Hacker News new | ask | show | jobs
by wilsonzlin 777 days ago
Hey, thanks for the kind words. I wasn't able to mention the costs in the post (might follow up in the future) but it was in the hundreds of dollars, so was reasonably accessible as a hobby project. The GPUs were surprisingly cheap, and was only scaled up mostly because I was impatient :) --- the entire cluster only ran for a few hours.

Do you have any links to your work? They sound interesting and I'd like to read more about them.

1 comments

"Hundreds of dollars" sounds a bit painful as an EU engineer and entrepreneur :), but I guess it's all relative. We would think twice about investing this much manpower and compute for such an exploratory project even in a commercial setting if it was not directly funded by a client.

But your technical skill is obvious and very impressive.

If you want to read more, my old bachelor's thesis is somewhat related, from when we only had word embeddings and document embeddings were quite experimental still: https://ad-publications.cs.uni-freiburg.de/theses/Bachelor_J...

I've done a lot follow-up work in my startup Scitodate, which includes large-scale graph and embedding analysis, but we haven't published most of it for now.

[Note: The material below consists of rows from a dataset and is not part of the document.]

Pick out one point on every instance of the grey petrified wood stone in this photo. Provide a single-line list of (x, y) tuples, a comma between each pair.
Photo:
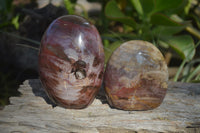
[(34, 112)]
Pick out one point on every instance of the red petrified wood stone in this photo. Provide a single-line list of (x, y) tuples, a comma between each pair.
[(71, 62), (136, 77)]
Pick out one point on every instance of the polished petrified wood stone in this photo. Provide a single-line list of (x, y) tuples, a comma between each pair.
[(71, 61), (136, 76)]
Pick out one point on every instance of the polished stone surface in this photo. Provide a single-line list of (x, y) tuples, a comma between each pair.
[(71, 62), (136, 77)]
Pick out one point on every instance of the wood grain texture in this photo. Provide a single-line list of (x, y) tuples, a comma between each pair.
[(34, 112)]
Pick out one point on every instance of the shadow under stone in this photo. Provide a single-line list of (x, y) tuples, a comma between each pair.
[(39, 91)]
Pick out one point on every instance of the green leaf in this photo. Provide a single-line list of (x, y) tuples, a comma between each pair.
[(161, 5), (161, 19), (113, 12), (147, 6), (138, 7), (165, 31), (183, 45)]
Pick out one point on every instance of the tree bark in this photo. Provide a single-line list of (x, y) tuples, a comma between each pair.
[(34, 112)]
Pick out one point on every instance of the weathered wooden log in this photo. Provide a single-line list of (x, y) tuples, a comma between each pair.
[(34, 112)]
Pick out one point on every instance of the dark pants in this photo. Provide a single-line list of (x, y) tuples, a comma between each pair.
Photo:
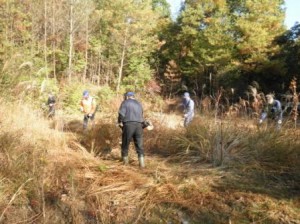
[(86, 120), (132, 130)]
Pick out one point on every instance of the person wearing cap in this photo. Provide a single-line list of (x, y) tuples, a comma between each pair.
[(272, 110), (188, 109), (130, 119), (88, 107), (51, 104)]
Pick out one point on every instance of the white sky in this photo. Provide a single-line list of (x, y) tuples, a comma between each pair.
[(292, 10)]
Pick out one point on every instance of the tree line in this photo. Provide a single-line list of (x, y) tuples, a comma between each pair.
[(212, 44)]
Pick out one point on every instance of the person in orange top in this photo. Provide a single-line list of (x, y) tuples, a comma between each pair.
[(88, 107)]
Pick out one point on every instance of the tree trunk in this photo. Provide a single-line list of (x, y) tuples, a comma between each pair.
[(71, 43), (122, 61), (45, 38)]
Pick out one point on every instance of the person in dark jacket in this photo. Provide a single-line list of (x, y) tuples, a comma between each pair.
[(130, 119), (272, 110), (189, 109), (51, 104)]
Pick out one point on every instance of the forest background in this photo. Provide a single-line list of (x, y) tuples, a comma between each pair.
[(134, 45), (221, 169)]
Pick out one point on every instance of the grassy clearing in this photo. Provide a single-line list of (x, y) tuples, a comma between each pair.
[(48, 176)]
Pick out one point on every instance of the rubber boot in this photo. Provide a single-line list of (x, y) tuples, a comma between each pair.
[(141, 162), (125, 160)]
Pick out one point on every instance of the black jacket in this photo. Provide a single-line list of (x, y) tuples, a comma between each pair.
[(130, 111)]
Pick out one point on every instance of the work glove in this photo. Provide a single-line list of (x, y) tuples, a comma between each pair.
[(120, 124)]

A golf membership can cost 1000s of euro.. Any hobby costs money
Thanks for sharing, I'll have a read, looks very relevant and interesting!
As an EU-based engineer, you wouldn't do this, it's a massive GDPR violation (failure to notify data subjects of data processing), which does actually have extraterritoriality, although I somehow doubt that the information commissioners are going to be coming after OP.
Processing comments on a forum being a violation of the GDPR? That's crazy, the OP is neither the data controller (HN is) nor a data processor on behalf of the controller. If you post your data in public, it's not a GDPR violation for people to use it for things.